To co te szpitale w 20 lat wyparowaly? Bo z tego co widze - tam gdzie byly, dalej sa, chyba, ze te, ktore generowaly gigantyczne straty.
Powstalo do tego calkiem sporo nowych, lub stare zostaly przeniesione w nowe miejsca.
Lekarze mniej zarabiający, ale jakby bardziej znający się leczeniu i mniej wpatrzeni w papierki, limity, nakazy i przykazy NFZ. Jak to możliwe?
Co ma piernik do wiatraka? Lekarze zarabiali grosze, dwoch lekarzy w rodzinie zarabialo mniej niz gornik i to nie pracujacy na dole.

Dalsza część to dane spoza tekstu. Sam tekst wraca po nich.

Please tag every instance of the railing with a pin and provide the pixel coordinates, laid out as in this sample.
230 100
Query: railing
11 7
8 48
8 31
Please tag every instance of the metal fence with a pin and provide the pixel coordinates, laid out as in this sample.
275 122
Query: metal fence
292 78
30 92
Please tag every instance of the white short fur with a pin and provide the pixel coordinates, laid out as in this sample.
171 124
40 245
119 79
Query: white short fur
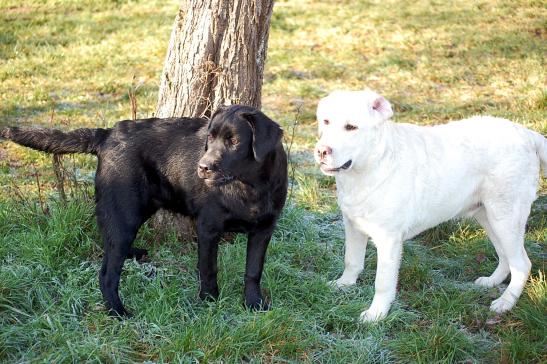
404 179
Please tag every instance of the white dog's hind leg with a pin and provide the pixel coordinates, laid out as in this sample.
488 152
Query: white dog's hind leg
354 257
389 260
502 270
510 231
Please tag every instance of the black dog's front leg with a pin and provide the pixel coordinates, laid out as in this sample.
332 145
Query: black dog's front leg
257 243
208 238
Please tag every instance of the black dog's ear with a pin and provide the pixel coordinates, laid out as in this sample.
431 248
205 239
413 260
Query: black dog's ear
266 133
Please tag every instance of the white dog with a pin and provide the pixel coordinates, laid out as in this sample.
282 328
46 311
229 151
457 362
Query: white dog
397 180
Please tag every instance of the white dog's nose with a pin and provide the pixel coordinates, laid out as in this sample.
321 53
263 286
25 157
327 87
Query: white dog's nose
323 151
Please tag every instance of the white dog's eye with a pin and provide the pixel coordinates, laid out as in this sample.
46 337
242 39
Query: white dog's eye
350 127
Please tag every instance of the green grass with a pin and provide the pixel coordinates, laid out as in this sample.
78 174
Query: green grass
70 63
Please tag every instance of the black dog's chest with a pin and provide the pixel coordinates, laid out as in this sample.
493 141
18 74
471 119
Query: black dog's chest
250 213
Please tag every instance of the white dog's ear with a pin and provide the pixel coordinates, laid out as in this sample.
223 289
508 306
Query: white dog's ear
381 107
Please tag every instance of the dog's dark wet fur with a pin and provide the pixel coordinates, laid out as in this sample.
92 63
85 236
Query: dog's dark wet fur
229 173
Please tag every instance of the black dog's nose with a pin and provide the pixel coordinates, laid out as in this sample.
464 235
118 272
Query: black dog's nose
203 167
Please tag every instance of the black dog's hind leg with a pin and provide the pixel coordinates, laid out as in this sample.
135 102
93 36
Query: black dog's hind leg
257 243
208 238
137 253
118 229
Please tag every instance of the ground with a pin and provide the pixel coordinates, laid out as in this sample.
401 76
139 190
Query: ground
71 63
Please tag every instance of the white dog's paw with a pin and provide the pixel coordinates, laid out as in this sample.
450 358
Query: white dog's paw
485 282
373 314
501 305
341 283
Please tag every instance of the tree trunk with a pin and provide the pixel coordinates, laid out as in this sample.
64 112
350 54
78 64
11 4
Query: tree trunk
216 57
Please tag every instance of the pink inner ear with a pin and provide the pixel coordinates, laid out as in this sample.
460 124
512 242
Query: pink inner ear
378 104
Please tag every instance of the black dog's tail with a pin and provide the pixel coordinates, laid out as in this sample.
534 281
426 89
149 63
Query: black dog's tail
55 141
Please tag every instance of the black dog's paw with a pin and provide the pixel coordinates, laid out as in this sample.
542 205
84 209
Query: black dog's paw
119 313
209 294
257 304
141 255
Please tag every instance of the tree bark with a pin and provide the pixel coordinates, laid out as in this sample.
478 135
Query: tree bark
216 56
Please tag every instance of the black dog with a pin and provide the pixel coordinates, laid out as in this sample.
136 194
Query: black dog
229 173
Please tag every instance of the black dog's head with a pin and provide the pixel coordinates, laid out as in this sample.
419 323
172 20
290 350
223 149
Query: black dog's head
239 139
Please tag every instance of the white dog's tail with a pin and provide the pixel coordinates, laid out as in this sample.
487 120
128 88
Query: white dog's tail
541 149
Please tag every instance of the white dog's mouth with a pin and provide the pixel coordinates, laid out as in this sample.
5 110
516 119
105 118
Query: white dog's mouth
328 170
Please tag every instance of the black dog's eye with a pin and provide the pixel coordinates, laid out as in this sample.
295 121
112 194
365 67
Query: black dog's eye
350 127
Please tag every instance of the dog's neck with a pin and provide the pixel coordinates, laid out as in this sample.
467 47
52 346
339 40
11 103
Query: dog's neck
377 163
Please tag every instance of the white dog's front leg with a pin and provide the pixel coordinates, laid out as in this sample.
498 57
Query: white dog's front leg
354 258
389 259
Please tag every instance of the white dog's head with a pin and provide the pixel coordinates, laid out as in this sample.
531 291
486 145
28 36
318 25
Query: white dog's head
347 120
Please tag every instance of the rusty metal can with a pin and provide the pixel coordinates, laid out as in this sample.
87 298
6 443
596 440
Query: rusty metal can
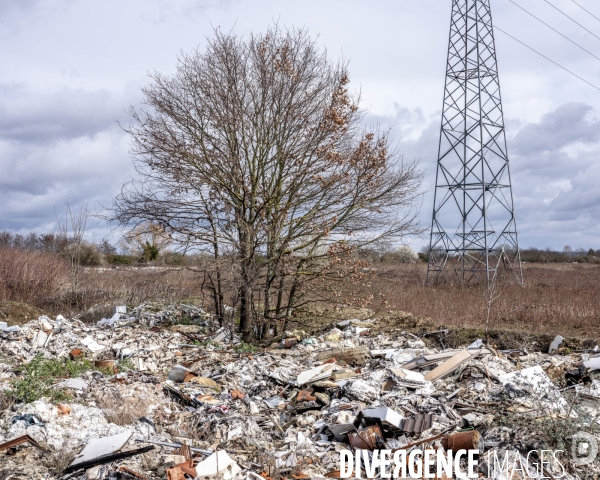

Wpatrzeniu w papierki, limity? To gdzie tu lezy wina lekarza w maksymalnym zadministrowaniu leczenia i koniecznosci wypelniania masy papierow?
Nakazy i przykazy - tzn. jak w Twojej wyobrazni ma lekarz pracowac? Ma np. zakontraktowanych 100 badan USG to ma wykonywac nadliczbowe charytatywnie?
Po czym wnioskujesz, ze "bardziej znal sie na leczeniu"?
Dycu [ zbanowany QQuel ]
mirencjum - Wytłumaczyłbym Ci, ale szczerze powiedziawszy obawiam się że prezentując spojrzenie "mi było lepiej, no to jak ta komuna mogła być niefajna" zwyczajnie nie zrozumiesz mojego, bardziej ogólnego, spojrzenia na sprawę, widząc jedynie w życiu koniec swojego nosa.